A coordenadora do Bloco de Esquerda (BE), Catarina Martins, alertou hoje para a existência em Portugal de "muito abuso" na imposição de trabalho por turnos, apelando ao Governo para "abrir os olhos" para este problema.

"Muito abuso" na imposição do trabalho por turnos em Portugal, diz Bloco
Notícias ao Minuto

14:44 - 25/05/18 por Lusa

Política Catarina Martins

"Este é o momento de nós em Portugal compreendermos o problema muito grande que está a acontecer com a laboração contínua e com o trabalho por turnos. Cada vez em mais setores há trabalho por turnos, há laboração contínua. Cada vez há mais riscos de saúde para os trabalhadores em Portugal, porque estamos a falar de quem trabalha noites, quem não tem fins de semana", disse Catarina Martins.

A coordenadora do BE falava aos jornalistas à porta da fábrica de rolhas de cortiça Diam, após um encontro com cerca de duas dezenas de trabalhadores daquela empresa de Santa Maria da Feira, que decidiu começar a ter laboração contínua contra a vontade dos funcionários.

Catarina Martins realçou que o trabalho por turnos "penaliza a saúde dos trabalhadores, é culpado por mais acidentes de trabalho e não permite a conciliação da vida profissional com a vida familiar".

"Forçar o trabalhador a condições de trabalho que não são próprias é o que fica mais barato e nós temos infelizmente empresas de mais a decidir assim. Por isso também é que é preciso ter uma lei de trabalho por turnos que proteja os trabalhadores, para que não sejam a parte mais fraca", afirmou.

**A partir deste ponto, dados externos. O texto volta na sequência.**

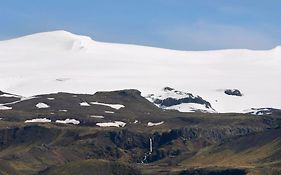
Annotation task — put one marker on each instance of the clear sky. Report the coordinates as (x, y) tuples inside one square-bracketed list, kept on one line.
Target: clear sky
[(175, 24)]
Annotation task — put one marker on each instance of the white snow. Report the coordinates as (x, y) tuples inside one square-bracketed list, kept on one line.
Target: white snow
[(38, 120), (10, 95), (97, 116), (2, 107), (68, 121), (258, 111), (155, 124), (183, 107), (114, 106), (84, 104), (191, 107), (109, 112), (112, 124), (39, 60), (42, 106)]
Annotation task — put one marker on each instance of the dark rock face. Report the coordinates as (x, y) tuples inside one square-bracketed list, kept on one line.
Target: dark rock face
[(191, 99), (27, 134), (234, 92), (214, 172)]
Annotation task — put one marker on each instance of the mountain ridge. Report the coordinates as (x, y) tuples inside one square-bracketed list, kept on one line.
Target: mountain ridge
[(64, 62)]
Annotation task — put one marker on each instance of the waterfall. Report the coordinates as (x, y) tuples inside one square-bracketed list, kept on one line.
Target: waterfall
[(150, 146), (150, 151)]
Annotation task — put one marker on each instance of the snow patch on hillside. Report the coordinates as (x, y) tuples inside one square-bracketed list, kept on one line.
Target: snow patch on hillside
[(112, 124), (31, 64), (114, 106), (38, 120), (42, 105)]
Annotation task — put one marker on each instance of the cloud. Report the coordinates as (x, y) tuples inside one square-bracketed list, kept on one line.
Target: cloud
[(202, 36)]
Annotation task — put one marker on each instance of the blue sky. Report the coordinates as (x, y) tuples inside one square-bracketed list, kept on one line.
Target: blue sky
[(175, 24)]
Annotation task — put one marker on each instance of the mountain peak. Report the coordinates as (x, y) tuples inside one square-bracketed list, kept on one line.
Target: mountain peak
[(58, 39)]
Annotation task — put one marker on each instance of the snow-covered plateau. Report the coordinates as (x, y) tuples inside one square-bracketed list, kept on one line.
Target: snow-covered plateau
[(60, 61)]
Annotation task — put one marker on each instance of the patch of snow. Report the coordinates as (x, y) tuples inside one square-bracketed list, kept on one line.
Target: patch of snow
[(2, 107), (97, 116), (10, 95), (109, 112), (42, 106), (68, 121), (259, 111), (114, 106), (38, 120), (155, 124), (112, 124), (191, 107), (137, 67), (84, 104)]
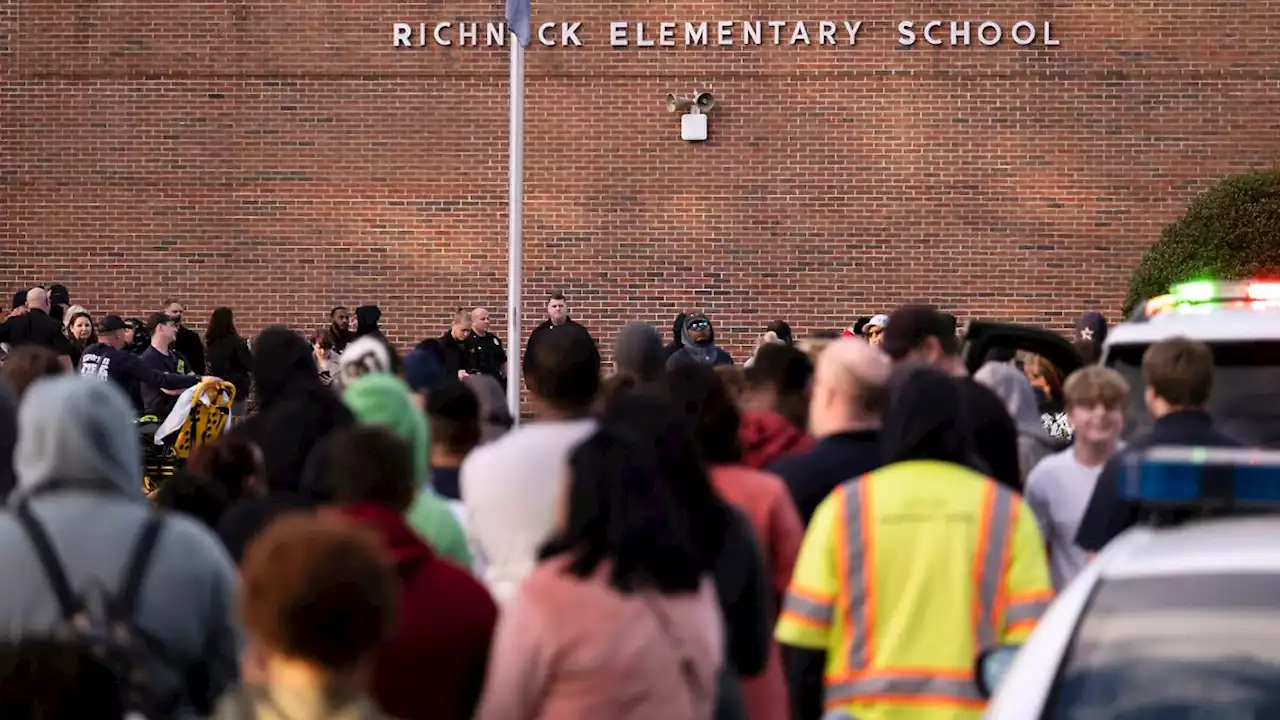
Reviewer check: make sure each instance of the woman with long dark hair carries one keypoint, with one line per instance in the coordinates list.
(621, 598)
(721, 533)
(78, 328)
(229, 358)
(714, 423)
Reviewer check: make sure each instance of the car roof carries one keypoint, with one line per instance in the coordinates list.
(1229, 546)
(1210, 324)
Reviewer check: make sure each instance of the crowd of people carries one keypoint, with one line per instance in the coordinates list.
(839, 524)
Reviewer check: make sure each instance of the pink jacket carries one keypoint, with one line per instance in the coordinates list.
(572, 648)
(778, 531)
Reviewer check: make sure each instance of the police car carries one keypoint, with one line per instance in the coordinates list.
(1175, 619)
(1238, 320)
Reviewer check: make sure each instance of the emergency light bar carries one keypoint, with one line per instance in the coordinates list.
(1202, 477)
(1187, 296)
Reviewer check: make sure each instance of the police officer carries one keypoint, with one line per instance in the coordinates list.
(487, 352)
(108, 359)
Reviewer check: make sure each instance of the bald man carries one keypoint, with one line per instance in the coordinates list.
(35, 327)
(845, 417)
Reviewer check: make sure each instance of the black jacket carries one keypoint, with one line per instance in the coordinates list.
(296, 410)
(191, 347)
(36, 327)
(488, 356)
(542, 331)
(231, 360)
(455, 355)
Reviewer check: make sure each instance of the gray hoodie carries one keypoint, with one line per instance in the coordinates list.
(8, 436)
(81, 433)
(1015, 391)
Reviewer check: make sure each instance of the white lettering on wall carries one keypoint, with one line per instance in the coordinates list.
(695, 33)
(667, 35)
(851, 28)
(800, 33)
(568, 35)
(403, 33)
(725, 32)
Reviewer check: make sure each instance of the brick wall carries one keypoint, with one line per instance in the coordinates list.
(282, 156)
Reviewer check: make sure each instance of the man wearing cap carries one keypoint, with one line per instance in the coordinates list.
(874, 329)
(163, 358)
(922, 335)
(106, 359)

A coordenadora do BE apelou ao Governo para "abrir os olhos" para a necessidade de haver "regras mais claras" que protejam os trabalhadores do trabalho por turnos.

"Está na especialidade da comissão de trabalho há já muitos meses as alterações ao trabalho por turnos para proteger os trabalhadores e este é o momento dessas alterações irem para a frente", vincou.

Em declarações à Lusa, Filipe Silva, representante dos trabalhadores da Diam, disse que a empresa, com cerca de 150 funcionários, pretende implementar a laboração contínua a partir de setembro, tendo já recebido a autorização do Governo, apesar de 90% dos operários ter assinado um abaixo-assinado contra esta medida.

"Se for preciso vamos fazer uma greve, porque as pessoas não querem trabalhar aos sábados e domingos. O desgaste dos trabalhadores já é muito grande, porque fazem três turnos rotativos. Todas as semanas mudam de horário e isso é muito penalizador para a saúde das pessoas", disse.

A situação é mais grave para os casais que trabalham na mesma empresa, como é o caso de Susana Ramalho, que está há quase 12 anos na Diam, onde trabalha com o marido.

"Eles disseram-me que ou trabalhávamos os dois o mesmo turno e pagava a alguém para ficar com o meu filho em casa ou então, enquanto o meu marido trabalhasse, eu estava em casa e vice-versa. Ou seja, não ia ter vida nenhuma de casada com o meu marido e o meu menino tem de ter um pai e uma mãe presente na vida dele", disse esta funcionária, adiantando que se a medida for avante terá de mudar de emprego.